When they made it to the parking lot, she found that the other couple had caught up with them.
“Nice bit of surgery this morning, Copper,” Drew remarked. “You do memorable stitches. I doubt if Mrs. Blake will even have a scar to show around.”
He managed a smile and held Nickie’s hand all the tighter. “She was adamant about that,” he remarked. “It seems that her husband likes perfection.”
“He’ll have a good time searching for it in this imperfect world,” Drew replied. “I’ll see you in the morning. And I’d like your opinion on my little strep-throat patient. His mother wants the whole works taken out, tonsils and adenoids, but he doesn’t have strep often and I don’t like unnecessary surgery.
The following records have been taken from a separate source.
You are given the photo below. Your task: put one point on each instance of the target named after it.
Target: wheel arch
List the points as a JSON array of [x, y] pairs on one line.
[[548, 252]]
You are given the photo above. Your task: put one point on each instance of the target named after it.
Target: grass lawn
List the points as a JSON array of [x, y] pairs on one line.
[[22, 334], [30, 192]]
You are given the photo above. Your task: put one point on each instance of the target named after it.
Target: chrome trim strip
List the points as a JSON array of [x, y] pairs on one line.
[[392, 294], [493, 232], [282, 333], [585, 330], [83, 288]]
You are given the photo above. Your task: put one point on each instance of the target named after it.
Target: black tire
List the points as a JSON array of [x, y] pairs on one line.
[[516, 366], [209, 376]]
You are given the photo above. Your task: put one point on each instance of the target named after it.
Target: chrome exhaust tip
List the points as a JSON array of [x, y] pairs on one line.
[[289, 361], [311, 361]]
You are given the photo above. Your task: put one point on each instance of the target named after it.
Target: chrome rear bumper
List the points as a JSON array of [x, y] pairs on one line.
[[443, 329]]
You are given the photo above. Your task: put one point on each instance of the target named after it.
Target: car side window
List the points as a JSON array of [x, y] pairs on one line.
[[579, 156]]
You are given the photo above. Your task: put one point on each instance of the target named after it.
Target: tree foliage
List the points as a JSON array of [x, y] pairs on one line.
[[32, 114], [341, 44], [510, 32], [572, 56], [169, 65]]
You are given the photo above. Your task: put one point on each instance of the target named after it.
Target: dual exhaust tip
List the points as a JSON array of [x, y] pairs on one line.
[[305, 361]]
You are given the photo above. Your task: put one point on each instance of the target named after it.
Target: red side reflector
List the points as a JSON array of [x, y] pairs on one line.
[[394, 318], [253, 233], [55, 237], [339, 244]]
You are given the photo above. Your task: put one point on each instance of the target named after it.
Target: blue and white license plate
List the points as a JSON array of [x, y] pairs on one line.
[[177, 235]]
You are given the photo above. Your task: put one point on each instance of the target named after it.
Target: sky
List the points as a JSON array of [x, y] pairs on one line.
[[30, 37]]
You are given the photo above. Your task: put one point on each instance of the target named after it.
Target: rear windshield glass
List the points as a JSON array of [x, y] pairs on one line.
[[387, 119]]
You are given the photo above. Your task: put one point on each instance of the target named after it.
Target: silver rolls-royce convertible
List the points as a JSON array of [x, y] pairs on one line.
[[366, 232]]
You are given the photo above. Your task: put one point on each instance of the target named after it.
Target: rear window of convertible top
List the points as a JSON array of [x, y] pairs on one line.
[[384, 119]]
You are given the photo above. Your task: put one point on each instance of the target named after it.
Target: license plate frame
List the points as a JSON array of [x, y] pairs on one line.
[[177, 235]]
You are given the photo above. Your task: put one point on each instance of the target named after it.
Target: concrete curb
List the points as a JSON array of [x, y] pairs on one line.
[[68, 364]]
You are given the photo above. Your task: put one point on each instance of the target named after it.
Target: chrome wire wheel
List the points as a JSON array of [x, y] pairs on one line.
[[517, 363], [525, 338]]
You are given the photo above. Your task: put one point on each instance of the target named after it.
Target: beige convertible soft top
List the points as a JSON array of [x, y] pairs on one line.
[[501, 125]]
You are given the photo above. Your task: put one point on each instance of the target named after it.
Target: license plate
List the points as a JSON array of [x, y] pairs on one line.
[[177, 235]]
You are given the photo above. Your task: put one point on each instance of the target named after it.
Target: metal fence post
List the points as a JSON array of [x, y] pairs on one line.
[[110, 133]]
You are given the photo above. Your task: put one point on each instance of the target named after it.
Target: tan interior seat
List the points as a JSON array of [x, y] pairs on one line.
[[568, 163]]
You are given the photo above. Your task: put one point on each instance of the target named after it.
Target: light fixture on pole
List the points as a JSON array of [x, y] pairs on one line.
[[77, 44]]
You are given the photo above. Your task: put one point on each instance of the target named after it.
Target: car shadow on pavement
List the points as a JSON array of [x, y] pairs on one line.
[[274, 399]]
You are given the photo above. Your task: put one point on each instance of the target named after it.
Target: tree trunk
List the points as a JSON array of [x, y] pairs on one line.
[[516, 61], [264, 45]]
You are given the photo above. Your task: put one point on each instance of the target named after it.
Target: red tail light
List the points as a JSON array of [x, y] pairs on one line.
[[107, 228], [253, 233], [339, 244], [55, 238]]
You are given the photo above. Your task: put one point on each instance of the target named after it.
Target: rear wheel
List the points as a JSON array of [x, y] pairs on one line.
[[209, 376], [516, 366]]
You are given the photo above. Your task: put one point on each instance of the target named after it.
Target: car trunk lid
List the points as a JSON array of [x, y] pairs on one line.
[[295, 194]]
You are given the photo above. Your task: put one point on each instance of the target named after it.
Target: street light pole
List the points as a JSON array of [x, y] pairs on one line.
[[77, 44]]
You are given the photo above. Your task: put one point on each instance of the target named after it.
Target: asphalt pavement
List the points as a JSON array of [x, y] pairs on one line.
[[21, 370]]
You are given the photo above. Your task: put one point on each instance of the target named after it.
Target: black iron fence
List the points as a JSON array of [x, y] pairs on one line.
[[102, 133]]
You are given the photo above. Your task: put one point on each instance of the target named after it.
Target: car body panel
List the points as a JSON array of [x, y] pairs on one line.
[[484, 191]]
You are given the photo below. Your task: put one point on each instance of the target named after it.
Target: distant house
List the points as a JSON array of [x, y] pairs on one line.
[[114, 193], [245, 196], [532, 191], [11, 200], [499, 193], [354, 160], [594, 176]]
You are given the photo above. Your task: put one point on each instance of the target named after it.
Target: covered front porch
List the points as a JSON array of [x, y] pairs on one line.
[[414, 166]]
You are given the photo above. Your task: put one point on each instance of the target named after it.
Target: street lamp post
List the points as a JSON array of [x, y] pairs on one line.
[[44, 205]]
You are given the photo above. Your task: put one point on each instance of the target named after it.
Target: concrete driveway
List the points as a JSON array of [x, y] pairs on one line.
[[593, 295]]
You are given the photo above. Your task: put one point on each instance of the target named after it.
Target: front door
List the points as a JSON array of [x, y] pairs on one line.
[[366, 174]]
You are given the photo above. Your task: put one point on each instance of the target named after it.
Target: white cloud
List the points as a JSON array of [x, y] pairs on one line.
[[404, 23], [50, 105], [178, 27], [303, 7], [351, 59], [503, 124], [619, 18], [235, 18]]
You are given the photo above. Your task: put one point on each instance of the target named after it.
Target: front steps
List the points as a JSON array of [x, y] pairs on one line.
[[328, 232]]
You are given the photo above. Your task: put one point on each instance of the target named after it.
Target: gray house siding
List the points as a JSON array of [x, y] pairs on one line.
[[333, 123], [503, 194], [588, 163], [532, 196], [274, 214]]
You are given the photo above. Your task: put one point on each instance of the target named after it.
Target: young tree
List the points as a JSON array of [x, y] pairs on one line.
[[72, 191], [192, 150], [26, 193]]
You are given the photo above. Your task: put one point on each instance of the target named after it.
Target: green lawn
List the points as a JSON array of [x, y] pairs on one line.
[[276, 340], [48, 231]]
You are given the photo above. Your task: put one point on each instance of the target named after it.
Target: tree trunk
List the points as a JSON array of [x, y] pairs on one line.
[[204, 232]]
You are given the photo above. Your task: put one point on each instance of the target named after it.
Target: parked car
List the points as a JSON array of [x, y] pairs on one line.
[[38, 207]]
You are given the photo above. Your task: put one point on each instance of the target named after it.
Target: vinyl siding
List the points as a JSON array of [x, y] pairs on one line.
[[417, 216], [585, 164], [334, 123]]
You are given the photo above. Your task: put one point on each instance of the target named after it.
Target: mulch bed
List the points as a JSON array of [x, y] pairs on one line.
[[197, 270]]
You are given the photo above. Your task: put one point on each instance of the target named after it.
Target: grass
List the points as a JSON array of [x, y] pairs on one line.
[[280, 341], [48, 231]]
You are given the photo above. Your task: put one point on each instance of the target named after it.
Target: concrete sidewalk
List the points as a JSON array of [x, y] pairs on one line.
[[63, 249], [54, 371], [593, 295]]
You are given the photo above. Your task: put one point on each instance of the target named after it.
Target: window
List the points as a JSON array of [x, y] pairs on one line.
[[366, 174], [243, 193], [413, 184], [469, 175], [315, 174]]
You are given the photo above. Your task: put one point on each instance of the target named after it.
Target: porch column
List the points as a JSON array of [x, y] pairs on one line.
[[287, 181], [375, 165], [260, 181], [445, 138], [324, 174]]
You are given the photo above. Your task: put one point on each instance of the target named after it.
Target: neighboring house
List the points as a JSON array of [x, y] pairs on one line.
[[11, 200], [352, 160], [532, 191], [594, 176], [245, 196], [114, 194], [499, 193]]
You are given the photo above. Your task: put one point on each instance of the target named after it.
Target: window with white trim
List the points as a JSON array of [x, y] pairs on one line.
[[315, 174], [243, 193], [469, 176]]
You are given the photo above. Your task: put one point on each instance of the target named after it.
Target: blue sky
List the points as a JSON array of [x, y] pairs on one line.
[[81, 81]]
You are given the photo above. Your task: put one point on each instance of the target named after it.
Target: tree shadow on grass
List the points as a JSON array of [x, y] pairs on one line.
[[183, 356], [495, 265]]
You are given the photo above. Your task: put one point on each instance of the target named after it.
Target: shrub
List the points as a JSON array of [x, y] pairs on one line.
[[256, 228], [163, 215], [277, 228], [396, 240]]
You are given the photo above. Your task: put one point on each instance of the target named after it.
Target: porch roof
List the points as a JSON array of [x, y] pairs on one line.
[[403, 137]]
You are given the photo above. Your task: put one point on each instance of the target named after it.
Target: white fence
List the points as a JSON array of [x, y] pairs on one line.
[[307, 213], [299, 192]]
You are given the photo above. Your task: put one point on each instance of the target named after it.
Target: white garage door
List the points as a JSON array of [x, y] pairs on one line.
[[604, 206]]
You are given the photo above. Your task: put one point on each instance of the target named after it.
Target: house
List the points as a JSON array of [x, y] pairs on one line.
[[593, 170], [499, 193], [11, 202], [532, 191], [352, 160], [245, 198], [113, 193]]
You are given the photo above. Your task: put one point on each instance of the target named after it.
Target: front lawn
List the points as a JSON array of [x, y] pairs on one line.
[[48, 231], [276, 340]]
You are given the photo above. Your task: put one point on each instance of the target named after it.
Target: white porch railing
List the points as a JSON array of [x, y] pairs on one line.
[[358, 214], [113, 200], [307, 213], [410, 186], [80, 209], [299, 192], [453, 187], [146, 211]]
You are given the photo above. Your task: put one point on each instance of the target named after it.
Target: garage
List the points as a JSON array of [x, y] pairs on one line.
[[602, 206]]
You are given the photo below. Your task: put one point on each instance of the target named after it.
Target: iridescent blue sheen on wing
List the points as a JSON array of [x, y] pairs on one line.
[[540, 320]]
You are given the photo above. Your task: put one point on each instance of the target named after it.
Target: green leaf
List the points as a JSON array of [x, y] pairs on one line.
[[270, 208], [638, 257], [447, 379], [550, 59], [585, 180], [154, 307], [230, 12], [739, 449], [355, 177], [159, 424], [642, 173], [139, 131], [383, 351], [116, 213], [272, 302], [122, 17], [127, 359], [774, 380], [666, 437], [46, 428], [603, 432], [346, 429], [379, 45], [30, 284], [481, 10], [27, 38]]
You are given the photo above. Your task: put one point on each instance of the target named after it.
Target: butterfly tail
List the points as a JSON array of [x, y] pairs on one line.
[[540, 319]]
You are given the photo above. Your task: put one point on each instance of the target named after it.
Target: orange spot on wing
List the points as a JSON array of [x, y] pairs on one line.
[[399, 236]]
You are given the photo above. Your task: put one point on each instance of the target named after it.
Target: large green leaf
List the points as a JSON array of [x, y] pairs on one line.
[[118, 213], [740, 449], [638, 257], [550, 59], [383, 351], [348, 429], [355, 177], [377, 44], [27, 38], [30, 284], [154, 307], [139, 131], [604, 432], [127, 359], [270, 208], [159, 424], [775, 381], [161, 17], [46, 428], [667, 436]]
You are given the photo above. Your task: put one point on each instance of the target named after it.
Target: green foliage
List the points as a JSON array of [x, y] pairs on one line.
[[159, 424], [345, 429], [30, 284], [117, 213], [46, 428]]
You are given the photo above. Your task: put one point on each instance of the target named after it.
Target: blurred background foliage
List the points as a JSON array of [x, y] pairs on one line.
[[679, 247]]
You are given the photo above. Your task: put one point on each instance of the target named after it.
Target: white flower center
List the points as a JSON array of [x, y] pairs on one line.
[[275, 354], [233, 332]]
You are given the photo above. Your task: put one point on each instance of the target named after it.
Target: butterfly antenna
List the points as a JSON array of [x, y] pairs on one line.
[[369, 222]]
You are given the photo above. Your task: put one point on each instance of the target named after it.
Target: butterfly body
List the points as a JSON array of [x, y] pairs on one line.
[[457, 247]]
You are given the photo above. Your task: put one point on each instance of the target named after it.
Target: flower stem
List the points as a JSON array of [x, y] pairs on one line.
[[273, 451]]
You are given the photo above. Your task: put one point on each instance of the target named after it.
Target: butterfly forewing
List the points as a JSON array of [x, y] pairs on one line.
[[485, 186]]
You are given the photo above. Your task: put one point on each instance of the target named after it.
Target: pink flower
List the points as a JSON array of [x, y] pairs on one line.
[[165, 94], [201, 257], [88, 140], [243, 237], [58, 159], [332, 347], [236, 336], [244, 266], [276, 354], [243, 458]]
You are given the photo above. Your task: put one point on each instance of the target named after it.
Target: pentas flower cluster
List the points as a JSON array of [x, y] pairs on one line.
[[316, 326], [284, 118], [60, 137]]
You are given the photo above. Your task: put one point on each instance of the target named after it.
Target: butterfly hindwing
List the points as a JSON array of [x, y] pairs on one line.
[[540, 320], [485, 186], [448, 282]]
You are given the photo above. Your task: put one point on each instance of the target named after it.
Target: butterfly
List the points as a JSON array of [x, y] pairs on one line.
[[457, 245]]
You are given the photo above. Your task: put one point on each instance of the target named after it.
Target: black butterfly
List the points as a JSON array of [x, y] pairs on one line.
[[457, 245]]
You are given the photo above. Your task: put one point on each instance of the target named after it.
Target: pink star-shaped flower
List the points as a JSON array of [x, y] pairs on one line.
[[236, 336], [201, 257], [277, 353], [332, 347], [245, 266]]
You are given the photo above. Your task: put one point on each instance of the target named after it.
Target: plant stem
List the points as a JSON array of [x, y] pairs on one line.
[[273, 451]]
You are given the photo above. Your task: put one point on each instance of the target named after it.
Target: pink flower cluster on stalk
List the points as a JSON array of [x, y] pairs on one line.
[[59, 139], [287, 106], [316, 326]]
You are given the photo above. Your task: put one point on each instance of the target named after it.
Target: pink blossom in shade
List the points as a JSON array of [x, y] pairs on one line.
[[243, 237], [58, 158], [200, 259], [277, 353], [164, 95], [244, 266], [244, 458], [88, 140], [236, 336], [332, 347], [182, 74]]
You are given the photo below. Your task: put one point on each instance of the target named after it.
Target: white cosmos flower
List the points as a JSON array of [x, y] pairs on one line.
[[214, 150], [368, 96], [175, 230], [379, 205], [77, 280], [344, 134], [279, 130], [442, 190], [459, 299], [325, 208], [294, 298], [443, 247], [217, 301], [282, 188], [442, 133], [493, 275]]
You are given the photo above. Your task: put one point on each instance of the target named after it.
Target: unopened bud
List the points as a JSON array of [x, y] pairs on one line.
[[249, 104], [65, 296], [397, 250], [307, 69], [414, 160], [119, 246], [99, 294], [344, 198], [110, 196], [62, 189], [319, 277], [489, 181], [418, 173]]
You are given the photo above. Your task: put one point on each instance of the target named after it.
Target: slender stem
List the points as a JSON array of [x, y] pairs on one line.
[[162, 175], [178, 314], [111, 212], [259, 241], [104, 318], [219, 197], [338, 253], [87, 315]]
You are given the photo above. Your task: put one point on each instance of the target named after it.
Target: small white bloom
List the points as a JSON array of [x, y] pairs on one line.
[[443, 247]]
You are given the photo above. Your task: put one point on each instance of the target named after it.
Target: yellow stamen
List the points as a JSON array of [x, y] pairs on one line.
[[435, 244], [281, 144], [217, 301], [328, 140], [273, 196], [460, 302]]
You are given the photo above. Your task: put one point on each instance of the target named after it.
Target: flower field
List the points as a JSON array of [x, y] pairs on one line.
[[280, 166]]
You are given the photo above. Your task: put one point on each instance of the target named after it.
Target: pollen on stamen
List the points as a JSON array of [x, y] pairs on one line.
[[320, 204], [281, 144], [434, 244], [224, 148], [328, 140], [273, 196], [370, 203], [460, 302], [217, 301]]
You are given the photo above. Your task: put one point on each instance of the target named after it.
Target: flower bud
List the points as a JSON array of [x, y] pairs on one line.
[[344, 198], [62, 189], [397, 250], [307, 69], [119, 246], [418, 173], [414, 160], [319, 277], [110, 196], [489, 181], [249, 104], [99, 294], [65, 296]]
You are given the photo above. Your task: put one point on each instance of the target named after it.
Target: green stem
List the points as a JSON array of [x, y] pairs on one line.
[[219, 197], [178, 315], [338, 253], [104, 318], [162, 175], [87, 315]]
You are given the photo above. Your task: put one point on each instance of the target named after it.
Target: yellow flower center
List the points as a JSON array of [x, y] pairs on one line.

Perhaps she’d listen to you.”
“Don’t count on it,” Copper said dryly. “I’ll have a look if you like, though.”
“Thanks.”
“My pleasure.” He glanced toward Lou, who hadn’t said a word. “You were ten minutes late this morning,” he added coldly.
“Oh, I overslept,” she replied pleasantly. “It wears me out to follow the EMTs around looking for work.”
She gave him a cool smile and got into the car before he realized that she’d made a joke, and at his expense.
“Be on time in the morning,” he admonished before he walked away with Nickie on his arm.
“On time,” Lou muttered beside Drew in the comfortable Ford he drove. Her hands crushed her purse. “I’ll give him on time! I’ll be sitting in his parking spot at eight-thirty on the dot!”
“He does it on purpose,” he told her as he started the car. “I think he likes to make you spark at him.”
“He’s overjoyed that I’m leaving,” she muttered. “And so am I!”
He gave her a quick glance and hid his smile. “If you say so.”
She twisted her small purse in her lap, fuming, all the way back to her small house.
“I haven’t been good company, Drew,” she said as he walked her to the door. “I’m sorry.”
He patted her shoulder absently. “Nothing wrong with the company,” he said, correcting her. He smiled down at her. “But you really do rub Copper the wrong way, don’t you?” he added thoughtfully. “I’ve noticed that antagonism from a distance, but tonight is the first time I’ve seen it at close range. Is he always like that?”
She nodded. “Always, from the beginning. Well, not quite,” she confessed, remembering. “From last Christmas.”
“What happened last Christmas?”
She studied him warily.
“I won’t tell him,” he promised. “What happened?”
“He tried to kiss me under the mistletoe and I, well, I sort of ducked and pulled away.” She flushed. “He rattled me. He does, mostly. I get shaky when he comes too close. He’s so forceful, and so physical. Even when he wants to talk to me, he’s forever trying to grab me by the wrist or a sleeve. It’s as if he knows how much it disturbs me, so he does it on purpose, just to make me uncomfortable.”
He reached down and caught her wrist very gently, watching her face distort and feeling the instinctive, helpless jerk of her hand.
He let go at once. “Tell me about it, Lou.”
With a wan smile, she rubbed her wrist. “No. It’s history.”
“It isn’t, you know. Not if it makes you shaky to have people touch you…”
“Not everyone, just him,” she muttered absently.
His eyebrows lifted, but she didn’t seem to be aware of what she’d just confessed.
She sighed heavily. “I’m so tired,” she said, rubbing the back of her neck. “I don’t usually get so tired from even the longest days.”
He touched her forehead professionally and frowned. “You’re a bit warm. How do you feel?”
“Achy. Listless.” She grimaced. “It’s probably that virus that’s going around. I usually get at least one every winter.”
“Go to bed and if you aren’t better tomorrow, don’t go in,” he advised. “Want me to prescribe something?”
She shook her head. “I’ll be okay. Nothing does any good for a virus, you know that.”
He chuckled. “Not even a sugarcoated pill?”
“I can do without a placebo. I’ll get some rest. Thanks for tonight. I enjoyed it.”